But any coating, including the thermoplastic, can be damaged if the impact force is high enough. The question is, can anyone specify an impact-resistance value which can guarantee a damage-free coating?

This being impossible, the only logical solution is to have a coating with sufficient impact resistance to withstand normal pipeline handling, transportation, and construction activities, so that the corrosion-protection properties need not be compromised.

Industry effort

Considerable effort has been expended by the coating industry to develop a coating with the highest values of both mechanical and corrosion-protection properties but with no success.

The difficulty in combining the best values of both mechanical and corrosion protection properties in a single system has led the industry towards multilayer systems. The three-layer polyethylene and polypropylene two-layer Duval system and Nap-Gard Dual Powder Gold are the multilayer systems developed to achieve this objective.

All these systems attempt to combine the best of both properties. Details of the various components in these multilayer systems are given presently.

The three-layer polyethylene system consists of an epoxy or FBE (5-12 mils; 125-300 m) primer and a polyethylene top coat. In three-layer polypropylene, the topcoat is polypropylene instead of polyethylene and FBE is the bottom layer.

In these three-layer systems, the corrosion-protection epoxy system is connected to the mechanical protection thermoplastic system through a thermoplastic adhesive.

The Duval system consists of only two layers, an FBE base coat and a polypropylene top coat.

The FBE base coat is thick (20 mils, on average) and is bonded to the polypropylene (20 mils, on average). In this system, the corrosion-protection FBE layer is bonded to the mechanical protection polypropylene through a chemically modified component.

All three systems (three-layer PE, three-layer PP, and the Duval) utilize an extrusion process to apply the thermoplastic top coat to the layer underneath. The only system which is different from all of the other multilayer systems is the Nap-Gard Dual Powder Gold System.

This system consists of an FBE (8-12 mils) base coat and 16-20 mils of plasticized FBE top coat. This system utilizes the fusion-bond technology to combine the corrosion protection FBE layer to the plasticized mechanical-protection FBE layer.

The spray application method eliminates the potential air entrapment that is possible with extruded systems. In this system, generically similar curing radicals are used in the crosslinking of the FBE and the plasticized FBE layers.

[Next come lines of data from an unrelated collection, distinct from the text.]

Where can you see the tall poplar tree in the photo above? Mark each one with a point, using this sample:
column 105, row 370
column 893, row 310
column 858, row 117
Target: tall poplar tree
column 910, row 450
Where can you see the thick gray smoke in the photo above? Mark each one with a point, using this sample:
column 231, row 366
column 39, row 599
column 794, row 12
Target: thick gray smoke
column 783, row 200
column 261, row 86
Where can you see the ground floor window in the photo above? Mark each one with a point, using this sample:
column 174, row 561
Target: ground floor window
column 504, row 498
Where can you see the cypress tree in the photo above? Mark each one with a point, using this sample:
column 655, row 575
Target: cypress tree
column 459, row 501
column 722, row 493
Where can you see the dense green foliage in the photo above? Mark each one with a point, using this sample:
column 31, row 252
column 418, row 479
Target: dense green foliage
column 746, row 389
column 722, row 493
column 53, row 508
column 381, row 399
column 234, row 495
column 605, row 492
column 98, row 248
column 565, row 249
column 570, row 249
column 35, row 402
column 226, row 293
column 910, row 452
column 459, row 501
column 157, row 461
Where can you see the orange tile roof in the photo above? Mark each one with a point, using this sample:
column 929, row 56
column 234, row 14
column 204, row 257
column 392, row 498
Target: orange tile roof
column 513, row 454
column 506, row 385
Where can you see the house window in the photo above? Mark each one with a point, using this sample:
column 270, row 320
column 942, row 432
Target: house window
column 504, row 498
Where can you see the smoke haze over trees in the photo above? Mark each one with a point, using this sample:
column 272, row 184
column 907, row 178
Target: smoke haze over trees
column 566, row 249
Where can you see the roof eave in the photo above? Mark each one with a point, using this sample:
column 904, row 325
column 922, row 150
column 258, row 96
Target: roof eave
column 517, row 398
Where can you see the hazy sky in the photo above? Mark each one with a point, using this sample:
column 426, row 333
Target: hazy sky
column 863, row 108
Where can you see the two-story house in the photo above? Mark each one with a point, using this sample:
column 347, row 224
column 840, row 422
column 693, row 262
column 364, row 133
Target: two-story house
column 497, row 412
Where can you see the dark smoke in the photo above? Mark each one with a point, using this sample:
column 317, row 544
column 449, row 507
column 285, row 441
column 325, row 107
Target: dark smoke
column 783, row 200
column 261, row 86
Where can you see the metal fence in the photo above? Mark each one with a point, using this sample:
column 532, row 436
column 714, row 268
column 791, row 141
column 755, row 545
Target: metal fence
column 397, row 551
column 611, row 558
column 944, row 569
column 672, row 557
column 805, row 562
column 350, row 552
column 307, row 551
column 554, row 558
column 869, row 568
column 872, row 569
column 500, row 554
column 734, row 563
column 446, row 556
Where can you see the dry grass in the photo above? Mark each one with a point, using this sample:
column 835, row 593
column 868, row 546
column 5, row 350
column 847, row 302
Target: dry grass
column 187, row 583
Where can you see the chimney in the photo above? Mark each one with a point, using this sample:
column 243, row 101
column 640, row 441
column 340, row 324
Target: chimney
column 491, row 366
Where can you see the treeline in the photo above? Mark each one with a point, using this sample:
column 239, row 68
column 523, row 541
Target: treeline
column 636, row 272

Because of this, a homogeneous system is achieved with no distinctive layer separation, although it is still considered as a multilayer system.

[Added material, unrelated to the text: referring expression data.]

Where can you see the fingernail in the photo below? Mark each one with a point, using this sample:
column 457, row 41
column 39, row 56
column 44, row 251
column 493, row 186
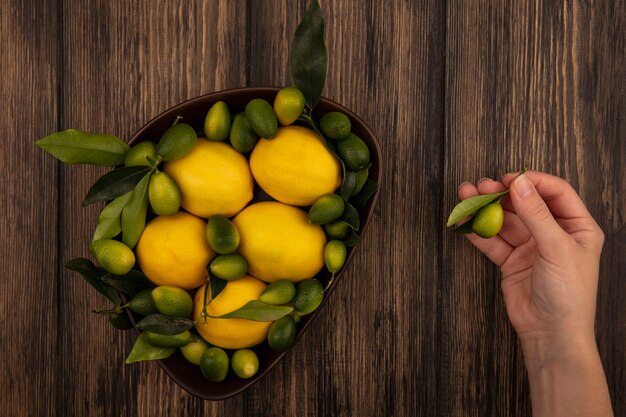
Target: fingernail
column 523, row 186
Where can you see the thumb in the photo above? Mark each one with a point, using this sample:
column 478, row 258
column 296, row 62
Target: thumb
column 534, row 212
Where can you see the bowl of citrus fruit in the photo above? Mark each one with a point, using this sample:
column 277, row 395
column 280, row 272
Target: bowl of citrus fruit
column 226, row 222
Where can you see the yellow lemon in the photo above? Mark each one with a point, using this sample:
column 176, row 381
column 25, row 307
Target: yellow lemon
column 173, row 250
column 278, row 242
column 295, row 167
column 213, row 179
column 231, row 333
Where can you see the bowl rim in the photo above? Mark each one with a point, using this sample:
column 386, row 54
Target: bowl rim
column 376, row 166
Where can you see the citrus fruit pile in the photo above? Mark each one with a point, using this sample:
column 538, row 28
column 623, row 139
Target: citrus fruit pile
column 218, row 235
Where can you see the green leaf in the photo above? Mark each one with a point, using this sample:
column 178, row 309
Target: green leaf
column 134, row 214
column 115, row 183
column 469, row 206
column 352, row 240
column 109, row 224
column 143, row 351
column 131, row 283
column 350, row 216
column 360, row 200
column 258, row 311
column 217, row 285
column 76, row 147
column 93, row 275
column 158, row 323
column 308, row 57
column 348, row 184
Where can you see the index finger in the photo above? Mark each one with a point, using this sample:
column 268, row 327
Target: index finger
column 562, row 200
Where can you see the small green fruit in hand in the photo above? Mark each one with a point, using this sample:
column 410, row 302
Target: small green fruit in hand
column 172, row 301
column 326, row 209
column 245, row 363
column 335, row 125
column 142, row 303
column 217, row 122
column 114, row 256
column 164, row 194
column 176, row 142
column 139, row 154
column 488, row 221
column 282, row 333
column 214, row 364
column 175, row 340
column 262, row 118
column 193, row 350
column 278, row 293
column 222, row 235
column 229, row 267
column 242, row 137
column 288, row 105
column 354, row 152
column 309, row 295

Although the short-term performance tests for both mechanical and corrosion-protection properties of the multilayer systems are encouraging, some of the professional coating experts have taken a conservative position with the multilayer systems.

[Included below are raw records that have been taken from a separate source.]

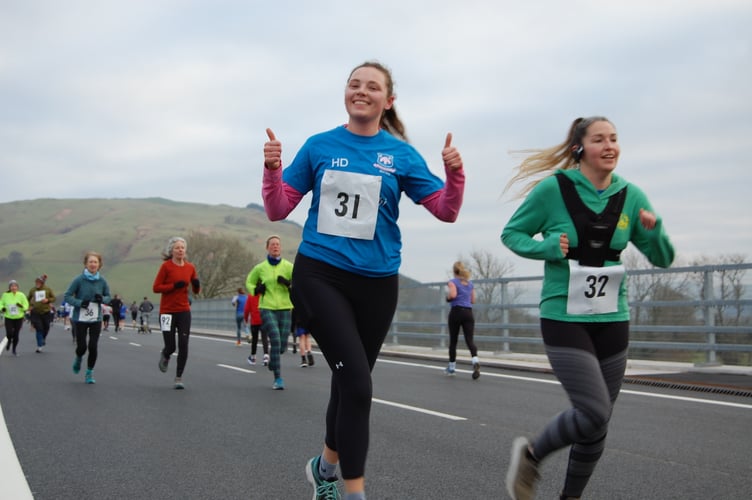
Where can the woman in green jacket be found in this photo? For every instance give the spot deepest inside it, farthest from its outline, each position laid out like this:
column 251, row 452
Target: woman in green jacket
column 578, row 222
column 13, row 306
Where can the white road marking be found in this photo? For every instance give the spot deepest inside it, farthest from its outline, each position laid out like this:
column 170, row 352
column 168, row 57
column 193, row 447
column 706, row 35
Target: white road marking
column 417, row 409
column 244, row 370
column 544, row 381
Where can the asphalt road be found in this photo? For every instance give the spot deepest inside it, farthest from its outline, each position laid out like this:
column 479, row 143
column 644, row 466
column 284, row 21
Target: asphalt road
column 229, row 436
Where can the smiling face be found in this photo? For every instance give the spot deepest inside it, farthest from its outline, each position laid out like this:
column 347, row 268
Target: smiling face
column 601, row 149
column 367, row 95
column 178, row 251
column 274, row 247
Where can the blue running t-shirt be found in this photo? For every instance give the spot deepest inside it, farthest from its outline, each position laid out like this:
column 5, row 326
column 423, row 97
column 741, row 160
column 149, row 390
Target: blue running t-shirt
column 356, row 184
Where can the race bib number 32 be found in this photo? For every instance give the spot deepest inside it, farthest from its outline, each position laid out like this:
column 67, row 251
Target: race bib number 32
column 593, row 290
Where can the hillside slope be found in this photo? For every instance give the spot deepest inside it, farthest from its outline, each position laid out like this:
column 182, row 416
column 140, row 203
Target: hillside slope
column 50, row 236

This section of a failed pipeline in the Middle East was coated with polythelene and protected by cathodic protection (Fig. 5).

Caution

Absence of performance history and the concern for the long-term viability of the middle adhesive layer, especially in high-temperature services, have forced them to take this cautious approach.

Another major reason for this hesitation is the absence of suitable field application "friendly" joint coatings (girth-weld coatings). The ones that are proposed are either not homogeneous or are too expensive.

The larger cut-back requirement is also a serious concern which keeps some of the coating experts from fully supporting the three-layer systems.

Even though FBE is considered a thin-layer system, it has good impact resistance and is able to withstand all normal handling and construction activities. Only minor damages are reported worldwide.

If the total consumption of the repair material can be taken as an indication of the coating damages, it appears to be negligible compared to the total volume of the FBE coating consumed.

According to 1982-1994 data available from one of the FBE suppliers, the amount of FBE supplied was sufficient to coat more than 500 million sq ft, while the amount of repair material supplied during that time represents only a fraction of the total area coated with the FBE system.⁴

The coating damages occurring while in service may translate into increased use of the cathodic-protection current. Discussions with engineers operating FBE lines in the Middle East since 1979 confirmed that only a minor portion of the allotted cathodic-protection current has been consumed, indicating minimum damages during construction and service.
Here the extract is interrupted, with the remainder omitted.